Un hedor herrumbroso, se cuela entre todos los poros de tu piel, es tú propia vida diciéndote adiós, abandonando tu cuerpo para instalarse en el de otros, evanescencia metálica que flota a tu alrededor, como una nube de mugrientos, presagios malditos, transmitidos de madre a hija en susurros, proscritos ya antes de nacer.
Humedades que se expanden por el alma, cuando las paupérrimas maderas, del escaso mobiliario, ceden ante un ambiente relentoso y penetrante, como cuchillos recién afilados, dispuestos a degollar cualquier lamento…las insignificantes polutas de las pavesas, que revolotean como aves carroñeras, adormeciendo cualquier organismo vivo, paralizándolo, a medida que los gases, que desprenden la muerte prematura de los primeros tallos, de árboles sanos, destruidos por la incandescencia, se van filtrando por las fosas nasales, como uno más de tantos olores desagradables y nauseabundos, que tan solo buscan cobijo en algún recoveco, de tu hastiada memoria.

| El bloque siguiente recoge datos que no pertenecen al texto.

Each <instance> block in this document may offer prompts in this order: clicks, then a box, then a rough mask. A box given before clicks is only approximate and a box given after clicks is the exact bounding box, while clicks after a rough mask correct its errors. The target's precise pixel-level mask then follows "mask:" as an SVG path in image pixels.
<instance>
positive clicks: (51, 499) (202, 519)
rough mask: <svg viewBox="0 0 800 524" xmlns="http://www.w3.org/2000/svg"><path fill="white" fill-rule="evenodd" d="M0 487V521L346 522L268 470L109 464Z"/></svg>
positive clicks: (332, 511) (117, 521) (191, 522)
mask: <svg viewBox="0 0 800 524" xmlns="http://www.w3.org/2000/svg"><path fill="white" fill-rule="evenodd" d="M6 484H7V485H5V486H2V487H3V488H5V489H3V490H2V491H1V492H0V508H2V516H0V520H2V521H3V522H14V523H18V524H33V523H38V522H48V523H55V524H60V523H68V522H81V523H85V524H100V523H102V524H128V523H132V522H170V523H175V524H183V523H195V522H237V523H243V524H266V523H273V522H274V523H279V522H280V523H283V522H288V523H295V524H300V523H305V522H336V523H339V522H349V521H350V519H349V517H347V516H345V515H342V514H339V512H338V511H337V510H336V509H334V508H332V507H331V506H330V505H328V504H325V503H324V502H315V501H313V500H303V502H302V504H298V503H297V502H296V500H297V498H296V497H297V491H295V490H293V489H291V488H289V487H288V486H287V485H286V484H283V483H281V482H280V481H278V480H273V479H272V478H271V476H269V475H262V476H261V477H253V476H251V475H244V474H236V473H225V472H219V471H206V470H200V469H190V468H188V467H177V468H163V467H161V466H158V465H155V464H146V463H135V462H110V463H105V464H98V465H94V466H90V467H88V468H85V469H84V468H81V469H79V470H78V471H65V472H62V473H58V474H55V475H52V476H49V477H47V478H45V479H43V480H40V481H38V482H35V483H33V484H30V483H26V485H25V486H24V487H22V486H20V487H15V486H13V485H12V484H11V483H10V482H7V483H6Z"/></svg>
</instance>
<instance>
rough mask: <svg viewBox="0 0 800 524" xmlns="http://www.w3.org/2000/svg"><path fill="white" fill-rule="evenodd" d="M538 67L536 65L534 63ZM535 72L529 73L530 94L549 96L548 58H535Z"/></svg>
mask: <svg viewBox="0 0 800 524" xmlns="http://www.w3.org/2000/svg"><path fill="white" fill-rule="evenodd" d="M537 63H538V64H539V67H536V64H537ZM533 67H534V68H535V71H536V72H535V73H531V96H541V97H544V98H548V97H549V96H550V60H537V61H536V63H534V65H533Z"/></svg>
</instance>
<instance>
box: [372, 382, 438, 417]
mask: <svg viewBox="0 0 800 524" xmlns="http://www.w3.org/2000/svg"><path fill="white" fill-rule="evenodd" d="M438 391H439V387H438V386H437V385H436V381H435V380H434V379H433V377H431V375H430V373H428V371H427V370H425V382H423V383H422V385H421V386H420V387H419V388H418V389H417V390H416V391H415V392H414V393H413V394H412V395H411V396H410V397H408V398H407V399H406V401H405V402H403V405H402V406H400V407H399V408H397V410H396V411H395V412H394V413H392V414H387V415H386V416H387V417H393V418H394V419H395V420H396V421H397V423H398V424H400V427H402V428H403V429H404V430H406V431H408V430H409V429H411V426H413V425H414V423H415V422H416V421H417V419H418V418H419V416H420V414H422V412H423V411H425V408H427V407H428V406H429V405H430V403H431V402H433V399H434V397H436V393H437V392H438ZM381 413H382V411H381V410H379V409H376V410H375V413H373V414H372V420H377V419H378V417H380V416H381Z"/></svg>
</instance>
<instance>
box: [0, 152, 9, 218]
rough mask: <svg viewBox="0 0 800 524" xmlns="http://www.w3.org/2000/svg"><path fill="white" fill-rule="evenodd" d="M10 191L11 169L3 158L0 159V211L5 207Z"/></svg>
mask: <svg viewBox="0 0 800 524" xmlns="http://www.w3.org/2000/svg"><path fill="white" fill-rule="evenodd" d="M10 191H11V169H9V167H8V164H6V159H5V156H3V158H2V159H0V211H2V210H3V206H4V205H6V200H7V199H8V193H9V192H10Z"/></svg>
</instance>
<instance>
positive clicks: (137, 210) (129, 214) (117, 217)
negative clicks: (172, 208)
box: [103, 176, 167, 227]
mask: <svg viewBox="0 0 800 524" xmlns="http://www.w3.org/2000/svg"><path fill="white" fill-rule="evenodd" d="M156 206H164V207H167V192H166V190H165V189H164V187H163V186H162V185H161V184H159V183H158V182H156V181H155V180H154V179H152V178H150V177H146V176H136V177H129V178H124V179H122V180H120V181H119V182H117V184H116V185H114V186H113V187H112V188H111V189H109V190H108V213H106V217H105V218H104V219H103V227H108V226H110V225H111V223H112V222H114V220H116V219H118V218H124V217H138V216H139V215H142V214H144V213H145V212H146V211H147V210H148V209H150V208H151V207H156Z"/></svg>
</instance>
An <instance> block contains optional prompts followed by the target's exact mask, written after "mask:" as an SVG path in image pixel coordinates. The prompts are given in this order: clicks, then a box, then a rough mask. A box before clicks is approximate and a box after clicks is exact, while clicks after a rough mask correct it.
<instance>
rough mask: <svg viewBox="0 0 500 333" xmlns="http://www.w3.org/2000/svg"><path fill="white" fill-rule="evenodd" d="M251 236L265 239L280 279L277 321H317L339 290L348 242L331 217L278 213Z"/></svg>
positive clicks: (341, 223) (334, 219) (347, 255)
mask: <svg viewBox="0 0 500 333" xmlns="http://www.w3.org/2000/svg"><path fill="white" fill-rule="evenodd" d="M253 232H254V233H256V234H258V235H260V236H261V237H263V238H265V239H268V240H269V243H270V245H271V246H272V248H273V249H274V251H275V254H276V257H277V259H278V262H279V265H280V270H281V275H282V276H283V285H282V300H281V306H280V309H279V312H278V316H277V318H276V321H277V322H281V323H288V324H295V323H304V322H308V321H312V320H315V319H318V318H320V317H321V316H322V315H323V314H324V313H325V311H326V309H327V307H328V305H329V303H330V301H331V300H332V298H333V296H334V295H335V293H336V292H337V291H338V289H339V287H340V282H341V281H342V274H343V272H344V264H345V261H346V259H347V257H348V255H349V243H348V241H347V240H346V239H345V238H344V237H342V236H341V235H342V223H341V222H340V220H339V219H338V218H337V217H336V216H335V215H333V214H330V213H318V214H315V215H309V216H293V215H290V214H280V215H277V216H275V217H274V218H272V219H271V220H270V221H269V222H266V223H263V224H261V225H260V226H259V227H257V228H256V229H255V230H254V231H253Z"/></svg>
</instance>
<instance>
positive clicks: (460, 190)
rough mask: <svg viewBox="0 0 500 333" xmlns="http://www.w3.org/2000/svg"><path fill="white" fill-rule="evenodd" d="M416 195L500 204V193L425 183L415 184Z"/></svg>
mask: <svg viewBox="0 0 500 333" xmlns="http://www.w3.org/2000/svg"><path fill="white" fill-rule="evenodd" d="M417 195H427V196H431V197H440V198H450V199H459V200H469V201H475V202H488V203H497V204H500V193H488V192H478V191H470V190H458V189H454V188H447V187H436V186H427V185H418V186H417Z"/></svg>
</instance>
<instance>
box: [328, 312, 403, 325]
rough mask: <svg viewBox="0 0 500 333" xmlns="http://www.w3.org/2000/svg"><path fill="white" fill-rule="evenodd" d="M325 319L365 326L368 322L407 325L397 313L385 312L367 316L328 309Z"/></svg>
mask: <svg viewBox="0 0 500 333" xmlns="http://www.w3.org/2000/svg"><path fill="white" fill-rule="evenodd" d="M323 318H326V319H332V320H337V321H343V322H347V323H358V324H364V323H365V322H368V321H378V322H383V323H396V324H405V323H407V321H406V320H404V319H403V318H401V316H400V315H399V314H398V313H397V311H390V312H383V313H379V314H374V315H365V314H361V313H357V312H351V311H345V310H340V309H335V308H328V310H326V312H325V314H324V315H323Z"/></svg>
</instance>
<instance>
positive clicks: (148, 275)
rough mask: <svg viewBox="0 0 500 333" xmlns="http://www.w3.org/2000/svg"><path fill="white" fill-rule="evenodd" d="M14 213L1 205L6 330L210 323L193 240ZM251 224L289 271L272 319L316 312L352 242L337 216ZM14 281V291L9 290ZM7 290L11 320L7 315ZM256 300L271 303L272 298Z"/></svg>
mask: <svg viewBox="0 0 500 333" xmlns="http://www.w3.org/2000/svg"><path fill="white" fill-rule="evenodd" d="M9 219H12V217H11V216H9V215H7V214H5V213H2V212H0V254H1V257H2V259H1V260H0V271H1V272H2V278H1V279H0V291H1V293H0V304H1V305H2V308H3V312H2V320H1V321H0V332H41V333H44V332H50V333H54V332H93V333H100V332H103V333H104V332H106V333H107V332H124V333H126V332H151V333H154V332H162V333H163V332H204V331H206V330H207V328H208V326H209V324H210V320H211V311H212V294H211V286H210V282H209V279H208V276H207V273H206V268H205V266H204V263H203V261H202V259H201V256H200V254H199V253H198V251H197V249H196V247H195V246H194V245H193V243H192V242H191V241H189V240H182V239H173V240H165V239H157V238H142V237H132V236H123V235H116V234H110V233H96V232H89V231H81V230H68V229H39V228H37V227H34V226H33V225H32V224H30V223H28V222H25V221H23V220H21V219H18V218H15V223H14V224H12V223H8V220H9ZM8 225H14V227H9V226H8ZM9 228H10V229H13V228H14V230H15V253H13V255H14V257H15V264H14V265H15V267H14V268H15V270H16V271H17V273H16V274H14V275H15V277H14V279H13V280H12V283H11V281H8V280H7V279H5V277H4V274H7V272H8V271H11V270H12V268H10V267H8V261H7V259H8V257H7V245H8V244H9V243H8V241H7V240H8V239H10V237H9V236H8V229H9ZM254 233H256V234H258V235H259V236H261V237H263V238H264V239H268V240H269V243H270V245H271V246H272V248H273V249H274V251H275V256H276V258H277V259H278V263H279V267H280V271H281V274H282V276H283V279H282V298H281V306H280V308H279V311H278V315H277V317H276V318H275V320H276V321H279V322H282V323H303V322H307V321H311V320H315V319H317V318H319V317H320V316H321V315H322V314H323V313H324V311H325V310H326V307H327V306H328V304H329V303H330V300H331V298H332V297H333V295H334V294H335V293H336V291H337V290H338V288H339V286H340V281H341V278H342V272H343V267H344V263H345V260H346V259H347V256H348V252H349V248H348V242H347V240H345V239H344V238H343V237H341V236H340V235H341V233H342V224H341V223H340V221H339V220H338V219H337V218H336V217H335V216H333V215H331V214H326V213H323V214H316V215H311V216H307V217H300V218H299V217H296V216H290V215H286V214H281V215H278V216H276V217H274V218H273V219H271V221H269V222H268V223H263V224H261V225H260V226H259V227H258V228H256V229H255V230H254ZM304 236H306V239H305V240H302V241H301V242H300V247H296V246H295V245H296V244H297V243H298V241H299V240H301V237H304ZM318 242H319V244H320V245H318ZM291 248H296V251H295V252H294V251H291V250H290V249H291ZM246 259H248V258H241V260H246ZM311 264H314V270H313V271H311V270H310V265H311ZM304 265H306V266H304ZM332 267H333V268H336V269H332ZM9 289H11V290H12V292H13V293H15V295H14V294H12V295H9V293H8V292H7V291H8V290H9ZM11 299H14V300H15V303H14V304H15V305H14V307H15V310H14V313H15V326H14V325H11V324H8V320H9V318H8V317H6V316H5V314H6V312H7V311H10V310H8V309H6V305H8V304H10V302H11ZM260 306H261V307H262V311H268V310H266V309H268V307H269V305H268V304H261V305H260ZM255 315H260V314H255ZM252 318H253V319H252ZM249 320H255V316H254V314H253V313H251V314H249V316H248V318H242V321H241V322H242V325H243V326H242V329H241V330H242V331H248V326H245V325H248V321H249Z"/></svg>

En la caja de los recuerdos absurdos, sin sentido, y lógica aparente. Ése es el lugar que desean para instalarse temporalmente, se quedarán ahí sólo de forma provisional y aleatoria, no todos serán capaces de sentir la «señal», que indicará un nuevo cambio de lugar…quizás alguno llegue a su destino final. Unirse al recuerdo que lo evoca.